No es un tema de actitud: es un tema de orden táctico, pues cuando el rival acelera, Santos queda partido en dos y su línea media no logra imponer condiciones, de esa manera Chicago reaccionó y se apoderó del mediocampo con presión alta y salidas rápidas; Santos tuvo cierta de posesión, pero fue una posesión estéril, con muchos pases incompletos que reflejan imprecisión y falta de ideas para romper líneas, y sin creación, es imposible alimentar a los delanteros.
Santos había jugado una buena primera parte y consiguió una muy buena anotación, pero desperdició otras oportunidades muy claras que tuvo, mientras que en el complemento Chicago fue muy certero, Santos perdonó en el primer tiempo y lo pagó bien caro.

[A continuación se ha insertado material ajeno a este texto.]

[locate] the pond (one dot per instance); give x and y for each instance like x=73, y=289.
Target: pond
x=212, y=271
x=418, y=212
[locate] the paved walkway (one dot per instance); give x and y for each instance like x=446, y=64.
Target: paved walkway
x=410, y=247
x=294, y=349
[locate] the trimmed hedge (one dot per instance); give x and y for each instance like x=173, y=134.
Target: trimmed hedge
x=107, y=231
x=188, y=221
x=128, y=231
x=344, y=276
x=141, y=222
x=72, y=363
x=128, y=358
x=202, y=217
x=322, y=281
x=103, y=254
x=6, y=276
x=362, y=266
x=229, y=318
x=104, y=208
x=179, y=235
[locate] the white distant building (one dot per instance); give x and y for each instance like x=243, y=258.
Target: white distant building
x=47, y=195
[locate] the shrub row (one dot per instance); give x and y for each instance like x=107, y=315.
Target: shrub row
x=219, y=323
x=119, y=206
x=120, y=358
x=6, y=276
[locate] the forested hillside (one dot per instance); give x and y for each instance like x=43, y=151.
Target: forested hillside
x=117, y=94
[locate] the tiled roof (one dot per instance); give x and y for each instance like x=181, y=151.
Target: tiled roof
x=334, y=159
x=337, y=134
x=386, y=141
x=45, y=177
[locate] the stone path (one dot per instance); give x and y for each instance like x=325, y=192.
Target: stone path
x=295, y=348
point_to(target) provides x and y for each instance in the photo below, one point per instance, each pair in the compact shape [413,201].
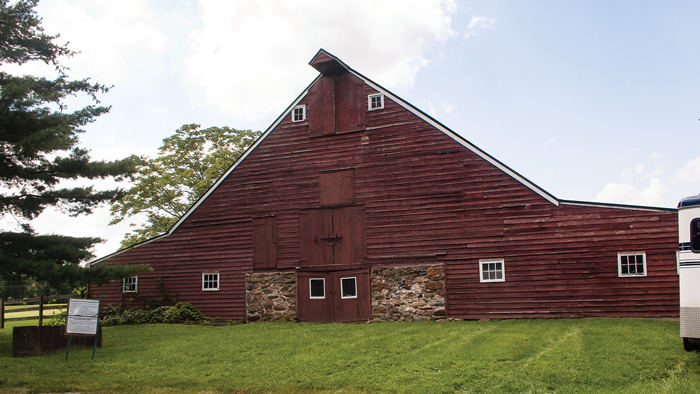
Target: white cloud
[631,172]
[689,173]
[653,194]
[114,38]
[250,58]
[447,107]
[477,23]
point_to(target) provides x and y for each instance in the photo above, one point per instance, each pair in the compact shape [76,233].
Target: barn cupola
[337,102]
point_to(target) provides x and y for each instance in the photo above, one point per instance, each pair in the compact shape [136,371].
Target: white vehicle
[689,270]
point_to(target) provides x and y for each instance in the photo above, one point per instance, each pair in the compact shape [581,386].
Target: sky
[591,100]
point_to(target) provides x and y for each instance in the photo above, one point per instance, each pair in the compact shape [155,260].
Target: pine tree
[39,148]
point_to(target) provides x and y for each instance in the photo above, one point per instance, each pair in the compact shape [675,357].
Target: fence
[40,307]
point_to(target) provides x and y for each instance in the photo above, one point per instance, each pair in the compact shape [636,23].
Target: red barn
[355,205]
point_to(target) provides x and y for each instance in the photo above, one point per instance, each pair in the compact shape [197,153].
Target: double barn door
[331,285]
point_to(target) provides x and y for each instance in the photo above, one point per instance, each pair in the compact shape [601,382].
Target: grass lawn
[499,356]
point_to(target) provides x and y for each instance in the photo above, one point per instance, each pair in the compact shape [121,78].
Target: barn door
[333,237]
[333,297]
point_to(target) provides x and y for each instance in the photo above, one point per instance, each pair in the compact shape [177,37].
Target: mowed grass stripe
[509,356]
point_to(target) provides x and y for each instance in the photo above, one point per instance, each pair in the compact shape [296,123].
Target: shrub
[181,312]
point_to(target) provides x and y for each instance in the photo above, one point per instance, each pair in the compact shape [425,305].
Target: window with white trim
[492,270]
[210,281]
[299,113]
[631,264]
[130,284]
[348,287]
[317,288]
[375,101]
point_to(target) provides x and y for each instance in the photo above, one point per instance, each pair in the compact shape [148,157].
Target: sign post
[82,319]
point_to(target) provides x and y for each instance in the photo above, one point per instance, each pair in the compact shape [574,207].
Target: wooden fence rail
[40,307]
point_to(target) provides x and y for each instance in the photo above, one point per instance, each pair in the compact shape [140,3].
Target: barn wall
[426,199]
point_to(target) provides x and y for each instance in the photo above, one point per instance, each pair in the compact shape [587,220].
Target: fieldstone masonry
[271,296]
[406,293]
[409,293]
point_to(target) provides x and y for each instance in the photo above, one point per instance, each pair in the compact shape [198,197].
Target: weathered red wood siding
[426,198]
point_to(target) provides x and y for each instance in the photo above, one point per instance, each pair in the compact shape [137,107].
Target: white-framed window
[317,288]
[375,101]
[130,284]
[492,270]
[631,264]
[348,287]
[210,281]
[299,113]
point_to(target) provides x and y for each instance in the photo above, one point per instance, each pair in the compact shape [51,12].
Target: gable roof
[328,64]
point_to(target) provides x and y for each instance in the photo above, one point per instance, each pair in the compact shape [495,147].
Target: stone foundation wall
[271,296]
[411,293]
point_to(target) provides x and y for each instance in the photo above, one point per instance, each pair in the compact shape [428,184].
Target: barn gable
[353,193]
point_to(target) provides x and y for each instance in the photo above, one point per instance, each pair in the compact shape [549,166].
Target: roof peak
[327,64]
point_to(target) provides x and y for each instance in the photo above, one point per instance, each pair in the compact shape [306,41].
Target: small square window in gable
[375,102]
[337,187]
[299,114]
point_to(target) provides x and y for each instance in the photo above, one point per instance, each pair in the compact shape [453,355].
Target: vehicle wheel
[689,346]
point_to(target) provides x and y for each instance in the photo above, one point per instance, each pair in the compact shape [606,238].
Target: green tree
[188,163]
[39,149]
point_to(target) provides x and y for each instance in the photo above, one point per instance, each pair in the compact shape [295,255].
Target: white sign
[82,316]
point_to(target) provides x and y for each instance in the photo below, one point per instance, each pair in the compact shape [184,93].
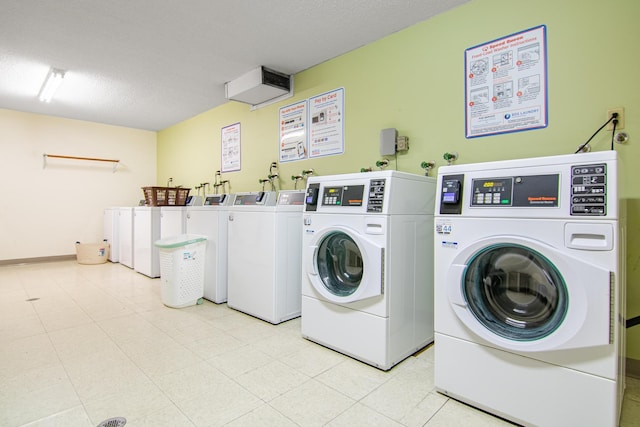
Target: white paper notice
[293,132]
[506,84]
[230,145]
[326,128]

Estos resultados confirman una tendencia muy clara: Santos compite por lapsos, pero carece de talento, calidad y jerarquía para sostener un buen funcionamiento durante los noventa y tantos minutos que dura un partido.
Suma sigue sumando derrotas, tanto en la Liga MX y ahora en Leagues Cup, con cero puntos, una defensa que se pierde con frecuencia, una zona creativa que se nubla y desaparece con facilidad y un ataque que no aprovecha lo poco que se genera, el margen se agota.
Paiva necesita ajustar varias cosas; pero, sobre todo, urge darle equilibrio al equipo sin regalar espacios y encontrar mayor contundencia; si no, el Apertura 2026 pinta para ser otro torneo de terror y sufrimiento.
En la Comarca Lagunera la afición ya no pide buen fútbol, lo que pide son resultados; y hoy, Santos no da ninguno en este fútbol nuestro de cada día.